Problems that arise when preventive medicine services waive co-pays

by Jeoffry B. Gordon, MD, MPH

Preventive medicine services will soon require no co-pays.

This is just another example of how complex and fouled up any health reform that depends on commercial insurance can be. In addition it demonstrates how pious morality infused into the democratic politics of health reform impairs the greater good.

So after all current insurance policies renew, according to Affordable Care Act, preventive services must be provided without co-pay — i.e. be free at the point of service.

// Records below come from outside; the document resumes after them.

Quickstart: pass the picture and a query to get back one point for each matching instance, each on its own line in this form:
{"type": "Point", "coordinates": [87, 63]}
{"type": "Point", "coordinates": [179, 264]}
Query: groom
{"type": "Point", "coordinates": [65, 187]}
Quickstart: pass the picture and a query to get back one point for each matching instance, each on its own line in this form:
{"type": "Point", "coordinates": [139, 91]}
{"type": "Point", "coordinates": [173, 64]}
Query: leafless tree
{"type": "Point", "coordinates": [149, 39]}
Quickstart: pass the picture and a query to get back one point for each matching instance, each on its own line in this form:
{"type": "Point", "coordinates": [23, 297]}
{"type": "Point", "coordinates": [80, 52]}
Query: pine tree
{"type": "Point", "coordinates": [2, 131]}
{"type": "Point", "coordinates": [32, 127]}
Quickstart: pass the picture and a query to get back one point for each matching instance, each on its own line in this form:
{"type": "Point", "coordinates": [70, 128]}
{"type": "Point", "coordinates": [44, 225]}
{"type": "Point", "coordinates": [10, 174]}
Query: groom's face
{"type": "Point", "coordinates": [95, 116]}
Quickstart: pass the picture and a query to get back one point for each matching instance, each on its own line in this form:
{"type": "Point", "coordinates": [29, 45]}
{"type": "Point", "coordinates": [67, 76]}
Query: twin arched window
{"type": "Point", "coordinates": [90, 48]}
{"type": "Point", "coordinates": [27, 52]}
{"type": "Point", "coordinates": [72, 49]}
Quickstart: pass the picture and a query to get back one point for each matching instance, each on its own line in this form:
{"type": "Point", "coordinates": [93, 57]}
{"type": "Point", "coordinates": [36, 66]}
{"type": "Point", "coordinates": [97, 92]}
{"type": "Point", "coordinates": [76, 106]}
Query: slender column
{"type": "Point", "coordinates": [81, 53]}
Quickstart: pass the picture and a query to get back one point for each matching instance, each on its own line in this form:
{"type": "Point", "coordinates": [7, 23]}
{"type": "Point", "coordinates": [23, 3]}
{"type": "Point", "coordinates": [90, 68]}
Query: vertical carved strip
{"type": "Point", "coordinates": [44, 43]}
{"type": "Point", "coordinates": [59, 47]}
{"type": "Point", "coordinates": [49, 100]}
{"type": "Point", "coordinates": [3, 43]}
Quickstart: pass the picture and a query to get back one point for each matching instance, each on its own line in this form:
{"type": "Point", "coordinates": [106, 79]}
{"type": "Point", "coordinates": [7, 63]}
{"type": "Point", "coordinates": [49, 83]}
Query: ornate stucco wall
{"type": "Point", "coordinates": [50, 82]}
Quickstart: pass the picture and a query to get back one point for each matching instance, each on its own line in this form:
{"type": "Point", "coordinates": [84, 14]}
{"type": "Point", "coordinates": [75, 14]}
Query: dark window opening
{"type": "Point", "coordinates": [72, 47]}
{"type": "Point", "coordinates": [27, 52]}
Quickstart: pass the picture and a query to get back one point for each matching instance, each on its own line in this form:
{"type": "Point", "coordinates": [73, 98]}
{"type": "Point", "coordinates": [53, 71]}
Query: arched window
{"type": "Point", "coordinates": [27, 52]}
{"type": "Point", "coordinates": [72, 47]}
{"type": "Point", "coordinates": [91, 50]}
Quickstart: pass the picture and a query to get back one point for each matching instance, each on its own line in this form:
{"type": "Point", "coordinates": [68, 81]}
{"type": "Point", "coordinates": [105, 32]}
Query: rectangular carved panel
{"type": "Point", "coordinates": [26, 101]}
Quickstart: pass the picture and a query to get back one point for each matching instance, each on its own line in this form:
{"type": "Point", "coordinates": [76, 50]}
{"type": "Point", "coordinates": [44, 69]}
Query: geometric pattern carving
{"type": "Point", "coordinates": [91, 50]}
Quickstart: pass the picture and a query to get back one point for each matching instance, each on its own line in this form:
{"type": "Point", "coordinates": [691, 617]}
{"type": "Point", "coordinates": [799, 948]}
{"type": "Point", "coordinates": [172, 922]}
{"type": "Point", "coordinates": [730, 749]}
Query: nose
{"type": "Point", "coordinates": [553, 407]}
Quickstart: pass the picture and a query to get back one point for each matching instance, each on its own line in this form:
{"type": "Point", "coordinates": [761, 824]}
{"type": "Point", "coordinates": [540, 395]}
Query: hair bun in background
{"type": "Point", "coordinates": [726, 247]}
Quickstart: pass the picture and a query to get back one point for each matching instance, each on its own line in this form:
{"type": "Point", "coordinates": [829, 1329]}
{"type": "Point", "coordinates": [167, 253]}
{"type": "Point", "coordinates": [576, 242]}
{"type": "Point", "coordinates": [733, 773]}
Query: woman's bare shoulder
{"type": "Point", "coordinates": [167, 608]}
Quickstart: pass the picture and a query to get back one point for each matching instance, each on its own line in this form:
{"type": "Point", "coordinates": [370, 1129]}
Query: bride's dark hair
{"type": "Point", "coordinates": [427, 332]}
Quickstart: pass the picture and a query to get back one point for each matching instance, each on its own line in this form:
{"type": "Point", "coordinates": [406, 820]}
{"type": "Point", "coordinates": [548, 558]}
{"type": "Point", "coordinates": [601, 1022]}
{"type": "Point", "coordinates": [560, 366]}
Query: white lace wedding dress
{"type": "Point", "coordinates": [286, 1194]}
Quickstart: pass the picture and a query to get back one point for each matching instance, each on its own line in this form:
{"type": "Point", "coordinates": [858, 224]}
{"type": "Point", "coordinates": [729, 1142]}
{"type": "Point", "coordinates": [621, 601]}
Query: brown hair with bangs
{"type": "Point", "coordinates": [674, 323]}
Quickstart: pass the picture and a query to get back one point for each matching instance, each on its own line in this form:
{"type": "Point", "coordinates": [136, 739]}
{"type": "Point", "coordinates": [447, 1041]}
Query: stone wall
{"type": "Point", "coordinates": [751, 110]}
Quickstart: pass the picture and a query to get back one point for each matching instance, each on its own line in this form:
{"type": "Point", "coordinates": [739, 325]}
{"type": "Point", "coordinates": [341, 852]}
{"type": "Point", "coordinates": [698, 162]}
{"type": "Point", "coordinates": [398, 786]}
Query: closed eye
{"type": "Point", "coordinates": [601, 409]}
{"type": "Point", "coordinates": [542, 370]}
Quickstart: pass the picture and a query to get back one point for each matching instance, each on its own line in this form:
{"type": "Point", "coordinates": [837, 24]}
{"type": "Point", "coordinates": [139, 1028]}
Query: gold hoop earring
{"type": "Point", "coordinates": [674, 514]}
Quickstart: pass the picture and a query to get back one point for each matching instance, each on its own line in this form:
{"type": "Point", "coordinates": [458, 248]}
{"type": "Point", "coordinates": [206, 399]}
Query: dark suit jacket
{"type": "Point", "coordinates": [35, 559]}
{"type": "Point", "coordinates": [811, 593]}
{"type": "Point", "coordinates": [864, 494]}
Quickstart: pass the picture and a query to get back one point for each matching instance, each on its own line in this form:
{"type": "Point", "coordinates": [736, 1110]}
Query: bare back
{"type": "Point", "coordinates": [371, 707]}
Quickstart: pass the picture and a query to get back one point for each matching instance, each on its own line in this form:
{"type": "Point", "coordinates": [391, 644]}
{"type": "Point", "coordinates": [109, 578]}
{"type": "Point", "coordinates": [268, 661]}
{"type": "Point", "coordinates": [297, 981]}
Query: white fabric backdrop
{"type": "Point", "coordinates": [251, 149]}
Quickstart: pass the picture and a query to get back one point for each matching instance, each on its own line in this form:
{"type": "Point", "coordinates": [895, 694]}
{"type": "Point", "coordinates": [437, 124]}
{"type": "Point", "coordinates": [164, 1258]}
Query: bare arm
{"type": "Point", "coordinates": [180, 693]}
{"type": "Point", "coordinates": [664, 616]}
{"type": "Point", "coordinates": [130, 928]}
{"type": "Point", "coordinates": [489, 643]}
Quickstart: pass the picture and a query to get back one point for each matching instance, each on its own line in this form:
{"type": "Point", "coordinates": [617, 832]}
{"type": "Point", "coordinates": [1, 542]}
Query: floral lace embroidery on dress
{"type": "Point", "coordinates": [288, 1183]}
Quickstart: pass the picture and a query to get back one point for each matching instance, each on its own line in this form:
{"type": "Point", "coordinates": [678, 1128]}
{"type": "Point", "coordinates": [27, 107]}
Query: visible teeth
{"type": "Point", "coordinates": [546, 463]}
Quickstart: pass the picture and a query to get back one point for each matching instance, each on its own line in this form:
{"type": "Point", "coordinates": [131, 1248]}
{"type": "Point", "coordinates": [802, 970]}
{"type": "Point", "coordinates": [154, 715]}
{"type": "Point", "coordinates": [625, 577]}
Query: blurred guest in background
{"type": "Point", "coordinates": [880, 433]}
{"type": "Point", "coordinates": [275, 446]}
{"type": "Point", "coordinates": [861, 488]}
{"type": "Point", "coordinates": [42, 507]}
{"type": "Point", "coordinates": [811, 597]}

Let’s look at three impending problems:

  1. Well women exams and pap smears are preventive medicine. If the visit then results in contraceptive advice or a birth control prescription does this become a medical service (and subject to copay)  even though no disease is treated? Who will decide this and how will it be done?
  2. Co-pays are now so substantial that they induce a significant number of patients to fore go medically needed care. So when a patient schedules a “preventive medicine visit” and then pours forth a bunch of significant symptoms, which obviously require care and attention, should the doc go back and see if a copay was made or even worse get into a possibly contentious discussion with the patient about requiring an (unexpected) copay? What does this do to the doctor patient relationship?
  3. Say I am a pediatrician and I see 20 patients a day, including 6 well child visits. If an average insurance copay is now $20, the new law means I will be foregoing $120 per day or $28,800 per year. This is a substantial amount. In this day and age when insurance companies are responding to a multitude of mandated cost accelerating mandates and are routinely squeezing physician reimbursements anyway, it is unlikely that they will be taking any initiative to raise any fees or payments to the doctor to make up for this forgone income. Thus the direct effect of this reform will be to make the patient’s incentive for preventive care an  expense to the providing physician. Most docs will not curtail preventive medical care because of this, but this is certainly demoralizing and certainly not an inducement for providers to expand preventive services.

Jeoffry B. Gordon is a family physician.